I don’t think anyone should mention the UN today without, in the same breath, asking whether it will consign itself to the same fate as the League of Nations:
By going down the U.N. route we gave the U.N. an extraordinary opportunity and a heavy responsibility. The opportunity is to show that we can meet the menace to our world today together, collectively and as a united international community. What a mighty achievement that would be. The responsibility, however, is indeed to deal with it.
The League of Nations also had that opportunity and responsibility back in the 1930s. In the early days of the fascist menace, it had the duty to protect Abyssinia from invasion. But when it came to a decision to enforce that guarantee, the horror of war deterred it. We know the rest. The menace grew; the League of Nations collapsed; war came.

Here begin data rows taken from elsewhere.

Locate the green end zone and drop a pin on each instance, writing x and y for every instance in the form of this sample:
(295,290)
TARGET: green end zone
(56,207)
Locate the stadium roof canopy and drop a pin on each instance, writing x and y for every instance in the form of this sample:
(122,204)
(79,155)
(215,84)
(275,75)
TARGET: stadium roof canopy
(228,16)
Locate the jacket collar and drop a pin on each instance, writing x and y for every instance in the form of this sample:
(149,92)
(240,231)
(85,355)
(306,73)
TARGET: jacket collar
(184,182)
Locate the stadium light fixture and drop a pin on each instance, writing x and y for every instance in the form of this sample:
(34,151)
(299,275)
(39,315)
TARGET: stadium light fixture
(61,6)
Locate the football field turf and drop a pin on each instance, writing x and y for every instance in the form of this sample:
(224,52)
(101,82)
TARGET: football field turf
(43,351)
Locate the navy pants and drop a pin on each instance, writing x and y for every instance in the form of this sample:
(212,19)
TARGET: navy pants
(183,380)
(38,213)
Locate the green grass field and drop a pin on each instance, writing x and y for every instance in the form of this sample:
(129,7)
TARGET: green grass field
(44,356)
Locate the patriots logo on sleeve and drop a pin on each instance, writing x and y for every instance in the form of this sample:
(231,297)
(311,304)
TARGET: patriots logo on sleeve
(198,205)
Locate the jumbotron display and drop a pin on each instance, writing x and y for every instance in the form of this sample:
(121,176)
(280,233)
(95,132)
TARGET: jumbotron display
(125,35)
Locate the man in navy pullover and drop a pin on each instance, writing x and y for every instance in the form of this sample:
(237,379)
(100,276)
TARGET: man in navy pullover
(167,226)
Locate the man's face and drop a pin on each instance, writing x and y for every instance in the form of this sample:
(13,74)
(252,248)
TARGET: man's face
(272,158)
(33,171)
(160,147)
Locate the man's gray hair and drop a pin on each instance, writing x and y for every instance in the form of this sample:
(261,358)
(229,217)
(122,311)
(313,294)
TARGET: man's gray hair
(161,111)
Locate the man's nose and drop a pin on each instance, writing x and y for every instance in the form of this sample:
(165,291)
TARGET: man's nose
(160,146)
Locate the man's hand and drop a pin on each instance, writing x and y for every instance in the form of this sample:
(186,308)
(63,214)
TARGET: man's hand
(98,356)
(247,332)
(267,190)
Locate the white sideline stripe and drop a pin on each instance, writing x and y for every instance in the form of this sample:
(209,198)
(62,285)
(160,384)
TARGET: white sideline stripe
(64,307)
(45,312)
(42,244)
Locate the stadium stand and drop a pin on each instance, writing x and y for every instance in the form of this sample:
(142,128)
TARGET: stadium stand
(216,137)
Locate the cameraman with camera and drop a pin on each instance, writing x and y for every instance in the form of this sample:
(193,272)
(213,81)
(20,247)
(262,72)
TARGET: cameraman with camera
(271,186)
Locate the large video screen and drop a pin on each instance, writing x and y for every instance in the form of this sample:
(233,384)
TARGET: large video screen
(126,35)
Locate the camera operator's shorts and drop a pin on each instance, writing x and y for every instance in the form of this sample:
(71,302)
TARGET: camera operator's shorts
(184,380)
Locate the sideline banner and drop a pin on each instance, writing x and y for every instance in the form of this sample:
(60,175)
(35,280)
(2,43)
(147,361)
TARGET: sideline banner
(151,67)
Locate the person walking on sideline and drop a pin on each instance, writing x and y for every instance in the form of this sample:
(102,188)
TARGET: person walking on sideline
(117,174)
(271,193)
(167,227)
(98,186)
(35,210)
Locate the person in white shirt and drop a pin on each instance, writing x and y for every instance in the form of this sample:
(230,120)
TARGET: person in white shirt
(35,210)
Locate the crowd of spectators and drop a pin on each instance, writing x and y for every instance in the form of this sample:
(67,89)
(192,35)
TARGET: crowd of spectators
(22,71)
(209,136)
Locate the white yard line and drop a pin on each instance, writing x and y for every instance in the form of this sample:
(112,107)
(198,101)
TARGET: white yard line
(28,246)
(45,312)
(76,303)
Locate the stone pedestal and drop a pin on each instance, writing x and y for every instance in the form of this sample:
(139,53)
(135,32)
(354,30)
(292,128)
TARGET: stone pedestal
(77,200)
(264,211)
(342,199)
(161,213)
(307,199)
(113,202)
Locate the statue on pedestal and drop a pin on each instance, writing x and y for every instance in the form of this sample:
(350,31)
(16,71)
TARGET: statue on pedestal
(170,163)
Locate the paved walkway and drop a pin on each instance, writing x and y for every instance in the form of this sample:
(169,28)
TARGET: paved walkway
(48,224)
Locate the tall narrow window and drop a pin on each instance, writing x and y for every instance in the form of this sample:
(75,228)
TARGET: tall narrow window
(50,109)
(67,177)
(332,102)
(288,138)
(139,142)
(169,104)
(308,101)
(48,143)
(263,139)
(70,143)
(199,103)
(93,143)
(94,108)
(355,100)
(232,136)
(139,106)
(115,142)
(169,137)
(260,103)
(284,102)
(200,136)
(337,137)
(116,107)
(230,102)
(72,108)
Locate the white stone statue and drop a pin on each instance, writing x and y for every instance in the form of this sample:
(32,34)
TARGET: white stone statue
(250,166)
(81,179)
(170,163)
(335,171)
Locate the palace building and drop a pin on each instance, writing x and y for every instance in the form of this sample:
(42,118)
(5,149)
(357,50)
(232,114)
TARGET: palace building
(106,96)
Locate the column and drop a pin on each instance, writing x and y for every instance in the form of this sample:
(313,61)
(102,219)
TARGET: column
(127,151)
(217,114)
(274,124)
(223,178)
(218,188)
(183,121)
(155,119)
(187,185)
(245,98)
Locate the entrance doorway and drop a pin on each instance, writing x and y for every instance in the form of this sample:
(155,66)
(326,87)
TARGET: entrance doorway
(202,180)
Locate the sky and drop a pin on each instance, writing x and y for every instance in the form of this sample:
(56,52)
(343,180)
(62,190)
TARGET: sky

Remember: The U.N. inspectors would not be within a thousand miles of Baghdad without the threat of force. Saddam would not be making a single concession without the knowledge that forces were gathering against him. I hope, even now, Iraq can be disarmed peacefully, with or without Saddam. But if we show weakness now, if we allow the plea for more time to become just an excuse for prevarication until the moment for action passes, then it will not only be Saddam who is repeating history. The menace, and not just from Saddam, will grow; the authority of the U.N. will be lost; and the conflict when it comes will be more bloody. Yes, let the United Nations be the way to deal with Saddam. But let the United Nations mean what it says; and do what it means.
The whole essay is well worth reading. Blair is taking the largest political gamble of his career, and is doing so for all the right and moral reasons. I expect it to work out quite well for him, both in 2003 and in the history books.